Marianne descrive il paesaggio che li accoglie al loro arrivo in Sicilia,
diretti alla prima meta del loro tour, Taormina, raggiunta ‘viaggiando lungo
la costa coronata di vigne e limoni fragranti’. E’ un curioso susseguirsi di
visioni diverse: ‘letti ampi e secchi dei fiumi, che trasportano sassi
anziché acqua, che tradiscono il deserto dell’interno’; brulle montagne, al
di là delle quali ‘il mare riluce di blu, di viola e di verde, come uno
scintillante monile’; in lontananza, intorno alle Eolie ‘le onde danzano
festose e spumeggianti, circondate di misteriose nubi di fumo’. Quindi, in
prossimità di Taormina, si scorge l’Etna ‘che si erge sempre più maestoso
dal mare via via che la strada sale tra i declivi di olivi e di mandorli.

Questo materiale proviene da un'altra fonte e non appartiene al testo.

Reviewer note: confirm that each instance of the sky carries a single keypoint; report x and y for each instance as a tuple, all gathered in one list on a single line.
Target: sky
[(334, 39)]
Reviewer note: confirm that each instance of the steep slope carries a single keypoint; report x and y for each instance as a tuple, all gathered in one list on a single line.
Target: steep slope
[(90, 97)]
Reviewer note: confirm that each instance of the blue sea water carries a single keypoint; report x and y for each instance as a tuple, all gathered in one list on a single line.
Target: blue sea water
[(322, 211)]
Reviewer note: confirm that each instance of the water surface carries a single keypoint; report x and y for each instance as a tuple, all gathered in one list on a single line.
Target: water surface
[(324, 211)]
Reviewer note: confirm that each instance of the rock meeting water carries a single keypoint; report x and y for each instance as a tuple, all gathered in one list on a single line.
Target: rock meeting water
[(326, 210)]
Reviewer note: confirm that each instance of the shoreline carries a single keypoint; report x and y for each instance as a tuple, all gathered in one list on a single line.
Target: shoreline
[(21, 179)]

L'ampia base del vulcano è adorna di una ghirlanda di viti e di splendidi
sempreverdi, la salita è ricoperta più semplicemente di latifoglie e di
pini. Infine, lasciati dietro di sé gli insediamenti umani, l'Etna diviene
un eremita distolto da tutte le bellezze terrene e avvolge la cima nell'incorporea
unità panica delle nevi perenni. Lassù in alto, la montagna sembra
appartenere all'infinito piuttosto che alla terra’.
Nella cittadina greca d’obbligo è la visita al grandioso e antico teatro,
dove, ricorda Marianne, ‘nell'emiciclo che coniuga il paesaggio eroico con
lo spirito greco, Weber legge ad alta voce passi dell'Odissea; l'Ellade lo
avvolge. Vede con Omero il rosso vino del mare’.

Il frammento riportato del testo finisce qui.